Editorial

While the Alabama Legislature and Gov. Kay Ivey were the focus of national and international headlines following passage of the most stringent abortion legislation to date, the Senate, without much fanfare, approved a measure to abolish the elected state school board.

The 30-0 vote sends the proposal to the House for further action, which if approved, would create a constitutional amendment vote for the 2020 ballot.

Ivey and Senate President Pro Tem Del Marsh have championed the effort to shift Alabama away from an elected school board. Under the proposal, members of a new education commission would be appointed by the governor and confirmed by the Senate. The plan would also eliminate the position of state superintendent of education and replace it with a secretary of education.

“We’ve got some real problems in education,” Marsh, the bill’s sponsor, said before describing state test score results. “We have pockets in this state where we have wonderful systems, but we have large areas where we don’t.”

Marsh is absolutely right concerning the uneven quality and performances of Alabama schools. There is also a lingering problem on why some schools fail miserably while others produce much better results.

The wealth of local communities — higher commerce and tax collections, proximity to strong economic centers — has much to do with the feast or famine of public education in Alabama.

Cities such as Cullman committed years ago to an additional sales tax for schools, which in a few years allowed administrators and teachers to intensify instruction and improve technology to be more in step with changing economic needs.

Isolated school districts, some with more facilities than money can support, have suffered from poor economic opportunities and limited or non-existent internet service needed to help advance classroom achievement and readiness for the future.

The state’s leadership is working to expand broadband, but even so the funding is naturally imbalanced as areas such as north Alabama generate new jobs, while other pockets of the state linger in conditions that existed a generation ago.

Legitimate questions remain about how a governor-appointed state school board will work. Some current school board members are concerned about the looming loss of elected members as a matter of representation for residents. That concern is understandable.
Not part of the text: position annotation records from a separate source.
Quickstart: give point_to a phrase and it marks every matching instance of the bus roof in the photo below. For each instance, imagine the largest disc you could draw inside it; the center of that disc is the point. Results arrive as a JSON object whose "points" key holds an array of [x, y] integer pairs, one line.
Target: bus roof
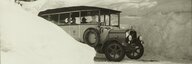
{"points": [[79, 8]]}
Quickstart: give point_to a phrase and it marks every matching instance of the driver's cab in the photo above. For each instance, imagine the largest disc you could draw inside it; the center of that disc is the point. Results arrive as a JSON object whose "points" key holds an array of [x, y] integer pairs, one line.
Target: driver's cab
{"points": [[76, 20]]}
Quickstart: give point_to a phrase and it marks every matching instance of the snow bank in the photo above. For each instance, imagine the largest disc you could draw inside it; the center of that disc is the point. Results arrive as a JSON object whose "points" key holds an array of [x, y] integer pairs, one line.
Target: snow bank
{"points": [[28, 39], [166, 35]]}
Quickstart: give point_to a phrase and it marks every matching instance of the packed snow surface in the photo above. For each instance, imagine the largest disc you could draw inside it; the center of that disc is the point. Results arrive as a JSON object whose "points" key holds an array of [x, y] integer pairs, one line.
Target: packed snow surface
{"points": [[29, 39]]}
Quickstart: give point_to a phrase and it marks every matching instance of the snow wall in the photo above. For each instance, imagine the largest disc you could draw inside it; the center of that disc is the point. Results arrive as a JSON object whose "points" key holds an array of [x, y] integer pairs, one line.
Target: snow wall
{"points": [[166, 35], [28, 39]]}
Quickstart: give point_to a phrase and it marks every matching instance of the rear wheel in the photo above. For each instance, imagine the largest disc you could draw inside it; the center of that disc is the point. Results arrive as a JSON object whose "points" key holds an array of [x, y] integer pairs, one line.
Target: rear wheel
{"points": [[114, 51], [136, 52]]}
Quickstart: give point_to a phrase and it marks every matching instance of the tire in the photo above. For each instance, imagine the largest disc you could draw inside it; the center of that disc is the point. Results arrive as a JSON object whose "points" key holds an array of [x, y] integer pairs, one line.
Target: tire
{"points": [[114, 49], [91, 37], [137, 51]]}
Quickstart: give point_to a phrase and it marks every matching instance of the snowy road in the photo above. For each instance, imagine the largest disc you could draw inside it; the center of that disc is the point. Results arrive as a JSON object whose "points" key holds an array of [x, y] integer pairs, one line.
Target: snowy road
{"points": [[128, 61], [100, 59]]}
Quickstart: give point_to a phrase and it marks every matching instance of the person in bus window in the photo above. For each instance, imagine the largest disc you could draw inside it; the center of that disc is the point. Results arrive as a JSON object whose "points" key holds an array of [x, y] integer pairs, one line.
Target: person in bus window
{"points": [[93, 21]]}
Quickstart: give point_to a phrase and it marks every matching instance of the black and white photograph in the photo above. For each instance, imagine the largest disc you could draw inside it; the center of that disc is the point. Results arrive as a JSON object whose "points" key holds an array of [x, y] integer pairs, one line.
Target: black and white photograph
{"points": [[96, 31]]}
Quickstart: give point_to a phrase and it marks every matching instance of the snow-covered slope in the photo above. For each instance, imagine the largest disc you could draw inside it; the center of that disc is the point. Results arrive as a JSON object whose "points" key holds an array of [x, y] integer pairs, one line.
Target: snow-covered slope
{"points": [[29, 39]]}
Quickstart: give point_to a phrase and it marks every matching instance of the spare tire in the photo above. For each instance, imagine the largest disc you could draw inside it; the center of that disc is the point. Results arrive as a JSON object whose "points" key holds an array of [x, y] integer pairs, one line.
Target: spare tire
{"points": [[91, 37]]}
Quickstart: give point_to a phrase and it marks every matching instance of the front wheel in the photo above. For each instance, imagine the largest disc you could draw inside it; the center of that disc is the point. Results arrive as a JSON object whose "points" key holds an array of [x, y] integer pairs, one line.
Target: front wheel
{"points": [[114, 51], [136, 52]]}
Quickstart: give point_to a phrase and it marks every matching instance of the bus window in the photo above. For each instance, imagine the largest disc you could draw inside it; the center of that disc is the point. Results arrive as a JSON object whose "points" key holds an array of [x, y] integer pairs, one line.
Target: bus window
{"points": [[54, 18], [114, 19]]}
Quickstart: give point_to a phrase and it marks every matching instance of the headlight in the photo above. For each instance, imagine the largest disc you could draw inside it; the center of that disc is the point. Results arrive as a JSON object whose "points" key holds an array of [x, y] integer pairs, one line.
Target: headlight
{"points": [[140, 38], [127, 34]]}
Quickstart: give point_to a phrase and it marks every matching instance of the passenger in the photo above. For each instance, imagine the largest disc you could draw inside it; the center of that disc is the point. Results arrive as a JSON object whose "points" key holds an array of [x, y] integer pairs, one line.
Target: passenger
{"points": [[68, 20], [84, 20], [73, 20], [93, 21]]}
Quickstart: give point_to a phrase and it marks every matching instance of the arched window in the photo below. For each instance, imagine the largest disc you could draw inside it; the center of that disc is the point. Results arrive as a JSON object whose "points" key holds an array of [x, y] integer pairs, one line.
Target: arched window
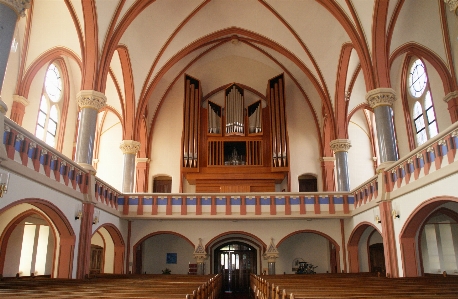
{"points": [[48, 114], [420, 99]]}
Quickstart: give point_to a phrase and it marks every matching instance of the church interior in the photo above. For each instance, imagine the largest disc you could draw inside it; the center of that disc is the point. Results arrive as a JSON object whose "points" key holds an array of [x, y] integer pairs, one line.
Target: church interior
{"points": [[229, 137]]}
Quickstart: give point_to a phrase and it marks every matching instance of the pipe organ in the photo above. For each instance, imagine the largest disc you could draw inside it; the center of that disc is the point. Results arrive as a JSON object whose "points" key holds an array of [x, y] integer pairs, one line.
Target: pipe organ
{"points": [[232, 146]]}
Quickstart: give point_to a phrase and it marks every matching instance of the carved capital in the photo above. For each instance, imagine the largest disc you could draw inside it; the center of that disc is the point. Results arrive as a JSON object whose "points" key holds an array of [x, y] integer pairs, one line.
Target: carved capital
{"points": [[19, 6], [20, 99], [381, 97], [129, 147], [91, 99], [340, 145]]}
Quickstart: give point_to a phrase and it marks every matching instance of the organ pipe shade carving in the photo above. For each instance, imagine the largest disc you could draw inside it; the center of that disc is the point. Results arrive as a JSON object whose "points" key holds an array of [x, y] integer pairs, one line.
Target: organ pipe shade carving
{"points": [[255, 118], [234, 111], [279, 138], [214, 118], [191, 122]]}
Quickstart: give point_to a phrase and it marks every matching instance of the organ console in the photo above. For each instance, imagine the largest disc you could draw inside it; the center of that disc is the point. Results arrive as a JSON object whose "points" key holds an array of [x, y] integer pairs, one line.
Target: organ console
{"points": [[233, 147]]}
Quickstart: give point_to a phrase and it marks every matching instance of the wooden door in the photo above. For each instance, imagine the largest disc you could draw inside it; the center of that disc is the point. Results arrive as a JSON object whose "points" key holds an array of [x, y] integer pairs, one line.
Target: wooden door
{"points": [[96, 259], [377, 258]]}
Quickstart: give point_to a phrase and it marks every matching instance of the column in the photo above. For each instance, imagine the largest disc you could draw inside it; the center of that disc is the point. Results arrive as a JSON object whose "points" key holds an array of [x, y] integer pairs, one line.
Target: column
{"points": [[380, 100], [129, 149], [90, 102], [389, 241], [200, 255], [10, 11], [18, 108], [271, 256], [340, 148], [452, 102], [84, 244], [327, 168]]}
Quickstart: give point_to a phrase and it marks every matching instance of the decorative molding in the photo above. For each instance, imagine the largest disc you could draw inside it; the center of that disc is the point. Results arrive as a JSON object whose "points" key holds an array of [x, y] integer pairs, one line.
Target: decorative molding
{"points": [[91, 99], [453, 94], [327, 159], [129, 147], [340, 145], [19, 6], [452, 4], [143, 160], [381, 97], [20, 99]]}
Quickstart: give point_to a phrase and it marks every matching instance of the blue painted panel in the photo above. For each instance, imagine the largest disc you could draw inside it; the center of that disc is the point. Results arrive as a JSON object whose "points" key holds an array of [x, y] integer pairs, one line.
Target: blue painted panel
{"points": [[221, 201], [147, 201], [338, 200], [310, 201], [206, 202], [323, 200], [176, 201], [280, 200], [351, 200], [250, 201], [294, 200], [236, 201], [265, 201], [162, 201]]}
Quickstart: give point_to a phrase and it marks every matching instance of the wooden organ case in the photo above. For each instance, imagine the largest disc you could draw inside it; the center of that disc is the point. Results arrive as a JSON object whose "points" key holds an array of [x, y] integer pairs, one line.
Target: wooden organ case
{"points": [[235, 147]]}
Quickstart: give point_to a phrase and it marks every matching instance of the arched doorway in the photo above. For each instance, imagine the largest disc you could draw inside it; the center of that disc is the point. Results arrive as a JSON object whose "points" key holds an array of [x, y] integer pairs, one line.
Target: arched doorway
{"points": [[235, 260], [412, 243], [311, 246], [51, 254], [107, 250], [365, 249]]}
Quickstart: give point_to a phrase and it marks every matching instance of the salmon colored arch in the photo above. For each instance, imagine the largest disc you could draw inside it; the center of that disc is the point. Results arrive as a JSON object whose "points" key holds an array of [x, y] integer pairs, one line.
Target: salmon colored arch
{"points": [[428, 55], [353, 242], [407, 237], [226, 234], [42, 60], [119, 246], [5, 236], [311, 231], [64, 230]]}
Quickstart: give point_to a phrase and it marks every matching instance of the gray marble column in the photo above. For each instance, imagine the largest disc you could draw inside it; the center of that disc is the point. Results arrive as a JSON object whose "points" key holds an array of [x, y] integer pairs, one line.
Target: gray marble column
{"points": [[380, 100], [90, 102], [340, 148], [129, 149], [10, 11]]}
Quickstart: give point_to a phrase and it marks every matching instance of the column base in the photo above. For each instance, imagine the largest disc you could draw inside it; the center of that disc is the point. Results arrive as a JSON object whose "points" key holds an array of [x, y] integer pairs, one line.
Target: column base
{"points": [[88, 167]]}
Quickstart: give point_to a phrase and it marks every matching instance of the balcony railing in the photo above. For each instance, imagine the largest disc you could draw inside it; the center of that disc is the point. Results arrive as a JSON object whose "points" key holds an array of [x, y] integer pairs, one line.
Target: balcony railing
{"points": [[432, 157]]}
Nevertheless, there is potential in an appointed board taking up clear directives that can improve education across the state, provided the Legislature makes financial commitments to help failing or troubled schools.

With the measure landing in the House, a thorough vetting is needed. Change is certainly needed if Alabama wants to capitalize on recent economic successes and broaden the capabilities of the workforce.

Keeping an open mind about the Senate legislation is worthwhile. But, at the same time, more specific plans for school improvement are needed before the House rubber stamps the measure and sends it to Ivey.